Reading Data from the State Machine

Reading data from the state machine, as shown in the following diagram:

  1. When a client initiates a read request and it reaches the leader node, the commit index at that time is recorded;
  2. The leader sends heartbeat requests to all nodes to confirm its leader status. Once the majority of nodes respond, confirming it is still the leader, it can respond to the read request;
  3. The process waits for the apply index to be greater than or equal to the commit index;
  4. Only then can the data from the state machine be read and returned to the client.

Reading from log db

Reading log entries from the log db, as shown in the following diagram:

The process is relatively straightforward and typically occurs during cluster restarts.

During a restart, replicas first recover the state machine data from a snapshot, then start reading log entries from the log db from the index position recorded in the snapshot, and apply them to the state machine. Only after this operation is completed can they participate in the leader election. Once the cluster elects a leader, the TN connects to the logservice cluster and begins reading log entries from the previous checkpoint position of one of the replica's log dbs, replaying them into its own memory data.

Truncation

If log entries in the log db continue to grow, it can lead to insufficient disk space, necessitating periodic freeing of disk space, achieved through truncation.

Logservice uses an in-memory-based state machine, which does not record user data but only some metadata and state information, such as tick, state, and LSN. User data is recorded by TN TAE itself. In MO, the state machine is separate, with TAE and logservice each maintaining a state machine.

Under this separated state machine design, a simple snapshot mechanism can cause problems:

  1. As shown in the diagram, TAE sends a truncate request, with the truncate index being 100, but at this point, the applied index of the logservice state machine is 200, meaning logs before 200 will be deleted, and then a snapshot is generated at this position.

    Note:

    truncate_index != applied_index
    
  2. Cluster restarts.

  3. The Logservice state machine applies the snapshot with an index of 200 and sets the first index to 200 (logs before 200 are deleted), then the Logservice state machine begins replaying logs, providing services externally after replaying is complete.

  4. TAE reads log entries from logservice, starting at position 100, but cannot read because logs before 200 have been deleted,resulting in an error.

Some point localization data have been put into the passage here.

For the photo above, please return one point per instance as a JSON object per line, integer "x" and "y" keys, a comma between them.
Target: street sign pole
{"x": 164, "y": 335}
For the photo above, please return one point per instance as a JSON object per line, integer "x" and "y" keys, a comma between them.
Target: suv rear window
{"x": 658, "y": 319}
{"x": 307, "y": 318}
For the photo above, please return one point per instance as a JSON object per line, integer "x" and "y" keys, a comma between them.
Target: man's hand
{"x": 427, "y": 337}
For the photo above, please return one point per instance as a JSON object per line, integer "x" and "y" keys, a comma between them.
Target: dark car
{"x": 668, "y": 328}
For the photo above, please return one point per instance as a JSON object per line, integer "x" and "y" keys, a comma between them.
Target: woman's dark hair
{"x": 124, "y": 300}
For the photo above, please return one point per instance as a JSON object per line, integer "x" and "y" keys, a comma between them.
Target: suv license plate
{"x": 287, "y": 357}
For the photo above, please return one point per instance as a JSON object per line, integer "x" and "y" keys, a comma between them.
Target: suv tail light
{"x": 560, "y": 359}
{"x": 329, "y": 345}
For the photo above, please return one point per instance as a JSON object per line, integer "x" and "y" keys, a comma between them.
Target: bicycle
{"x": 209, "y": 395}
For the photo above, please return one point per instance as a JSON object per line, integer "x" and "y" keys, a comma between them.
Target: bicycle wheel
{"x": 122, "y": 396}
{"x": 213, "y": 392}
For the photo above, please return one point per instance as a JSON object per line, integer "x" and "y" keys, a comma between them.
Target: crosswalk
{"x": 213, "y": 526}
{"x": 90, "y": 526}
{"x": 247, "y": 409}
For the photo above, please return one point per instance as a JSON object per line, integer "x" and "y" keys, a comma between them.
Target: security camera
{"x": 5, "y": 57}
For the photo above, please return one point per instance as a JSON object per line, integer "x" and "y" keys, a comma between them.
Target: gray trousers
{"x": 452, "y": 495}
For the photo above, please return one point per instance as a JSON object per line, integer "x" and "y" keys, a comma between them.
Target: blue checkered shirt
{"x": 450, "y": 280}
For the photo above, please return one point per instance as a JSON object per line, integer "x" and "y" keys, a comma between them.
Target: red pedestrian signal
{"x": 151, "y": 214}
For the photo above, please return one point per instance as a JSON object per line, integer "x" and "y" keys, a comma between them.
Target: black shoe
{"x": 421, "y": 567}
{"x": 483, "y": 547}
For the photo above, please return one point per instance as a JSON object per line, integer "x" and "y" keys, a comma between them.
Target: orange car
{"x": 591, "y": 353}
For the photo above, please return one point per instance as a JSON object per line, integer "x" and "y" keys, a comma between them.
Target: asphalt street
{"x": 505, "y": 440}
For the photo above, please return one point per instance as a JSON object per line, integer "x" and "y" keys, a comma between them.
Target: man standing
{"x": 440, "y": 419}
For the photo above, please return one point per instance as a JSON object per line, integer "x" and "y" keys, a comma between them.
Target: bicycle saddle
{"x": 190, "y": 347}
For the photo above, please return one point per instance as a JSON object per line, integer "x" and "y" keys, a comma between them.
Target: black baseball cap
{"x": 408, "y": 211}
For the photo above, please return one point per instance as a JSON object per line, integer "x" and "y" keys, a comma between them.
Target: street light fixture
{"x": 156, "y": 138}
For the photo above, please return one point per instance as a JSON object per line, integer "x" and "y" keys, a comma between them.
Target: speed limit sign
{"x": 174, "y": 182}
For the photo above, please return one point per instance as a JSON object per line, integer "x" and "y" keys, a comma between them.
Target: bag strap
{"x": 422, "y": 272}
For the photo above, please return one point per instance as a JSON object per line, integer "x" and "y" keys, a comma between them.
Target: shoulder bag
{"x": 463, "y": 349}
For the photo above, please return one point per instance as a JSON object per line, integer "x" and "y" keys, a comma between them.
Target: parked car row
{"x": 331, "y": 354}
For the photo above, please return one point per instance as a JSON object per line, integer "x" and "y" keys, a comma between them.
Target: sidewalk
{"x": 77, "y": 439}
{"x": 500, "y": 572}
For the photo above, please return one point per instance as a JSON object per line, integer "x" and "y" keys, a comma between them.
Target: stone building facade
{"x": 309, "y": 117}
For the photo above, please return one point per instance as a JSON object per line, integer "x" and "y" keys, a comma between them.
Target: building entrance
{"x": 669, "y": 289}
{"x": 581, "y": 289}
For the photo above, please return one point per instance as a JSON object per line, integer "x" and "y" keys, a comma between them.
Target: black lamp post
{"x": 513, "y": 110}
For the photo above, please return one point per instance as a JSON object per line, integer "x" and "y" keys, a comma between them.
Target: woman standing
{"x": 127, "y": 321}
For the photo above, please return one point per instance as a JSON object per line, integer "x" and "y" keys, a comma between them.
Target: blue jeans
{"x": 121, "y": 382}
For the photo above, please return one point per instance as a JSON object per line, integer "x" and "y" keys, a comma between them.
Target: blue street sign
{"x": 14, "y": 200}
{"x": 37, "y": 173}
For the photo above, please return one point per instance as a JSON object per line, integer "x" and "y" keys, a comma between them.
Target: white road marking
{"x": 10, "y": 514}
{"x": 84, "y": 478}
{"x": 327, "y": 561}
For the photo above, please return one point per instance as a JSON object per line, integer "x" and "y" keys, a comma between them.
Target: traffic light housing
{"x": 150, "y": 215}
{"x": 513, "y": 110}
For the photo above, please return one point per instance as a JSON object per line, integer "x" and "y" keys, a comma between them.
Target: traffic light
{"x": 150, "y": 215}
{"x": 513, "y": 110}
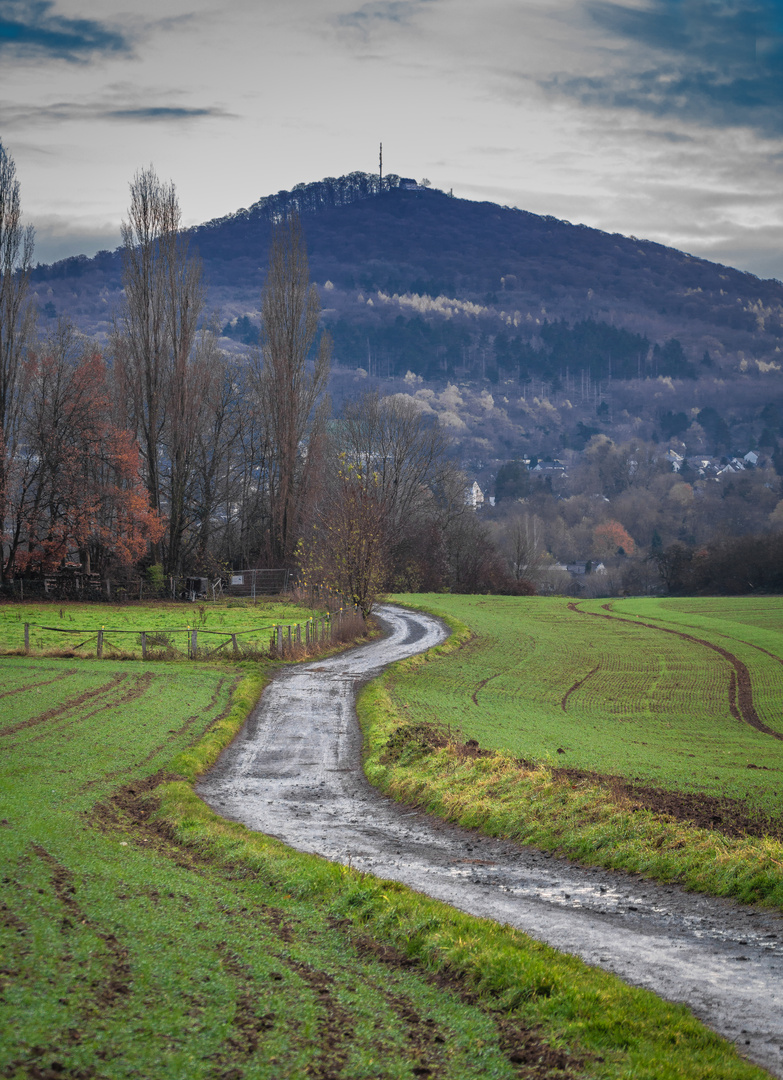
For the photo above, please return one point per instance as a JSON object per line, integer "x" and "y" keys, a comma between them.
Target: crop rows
{"x": 595, "y": 689}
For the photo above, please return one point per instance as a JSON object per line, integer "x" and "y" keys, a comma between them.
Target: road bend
{"x": 295, "y": 772}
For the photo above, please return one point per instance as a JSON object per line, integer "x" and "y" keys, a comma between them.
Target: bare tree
{"x": 521, "y": 538}
{"x": 161, "y": 381}
{"x": 403, "y": 453}
{"x": 291, "y": 382}
{"x": 16, "y": 319}
{"x": 347, "y": 549}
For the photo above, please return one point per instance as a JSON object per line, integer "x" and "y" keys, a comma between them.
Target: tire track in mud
{"x": 139, "y": 687}
{"x": 740, "y": 685}
{"x": 174, "y": 733}
{"x": 480, "y": 686}
{"x": 67, "y": 706}
{"x": 295, "y": 772}
{"x": 36, "y": 686}
{"x": 576, "y": 686}
{"x": 729, "y": 637}
{"x": 131, "y": 808}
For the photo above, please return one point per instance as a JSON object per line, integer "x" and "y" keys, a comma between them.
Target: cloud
{"x": 164, "y": 112}
{"x": 377, "y": 13}
{"x": 29, "y": 28}
{"x": 58, "y": 237}
{"x": 718, "y": 63}
{"x": 26, "y": 116}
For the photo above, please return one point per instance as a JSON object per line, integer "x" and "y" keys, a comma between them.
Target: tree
{"x": 161, "y": 382}
{"x": 348, "y": 548}
{"x": 521, "y": 539}
{"x": 291, "y": 382}
{"x": 76, "y": 490}
{"x": 15, "y": 320}
{"x": 611, "y": 539}
{"x": 399, "y": 449}
{"x": 512, "y": 482}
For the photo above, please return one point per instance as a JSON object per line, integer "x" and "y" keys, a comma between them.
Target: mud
{"x": 295, "y": 772}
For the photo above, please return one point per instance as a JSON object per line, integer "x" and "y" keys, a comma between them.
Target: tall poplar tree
{"x": 291, "y": 383}
{"x": 16, "y": 321}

To solve the problem described above, the overall workflow of truncation is as follows

TAE sends a truncate request, updating the truncateLsn in the logservice state machine. At this point, only the value is updated without performing any snapshot/truncate operations. Each logservice server internally starts a truncation worker that sends a Truncate Request periodically. Note that the Exported parameter in this Request is set to true, indicating that the snapshot is invisible to the system and is merely exported to a specific directory.

The truncation worker also checks the list of currently exported snapshots to see if there is any with an index greater than the truncateLsn in the logservice state machine. If so, the snapshot closest to the truncateLsn is imported into the system, making it effective and visible to the system. All replicas perform the same operation, ensuring that the snapshot lsn of both state machines is the same. This allows for reading the corresponding log entries upon cluster restart.

The above is the main working principle of the logservice module.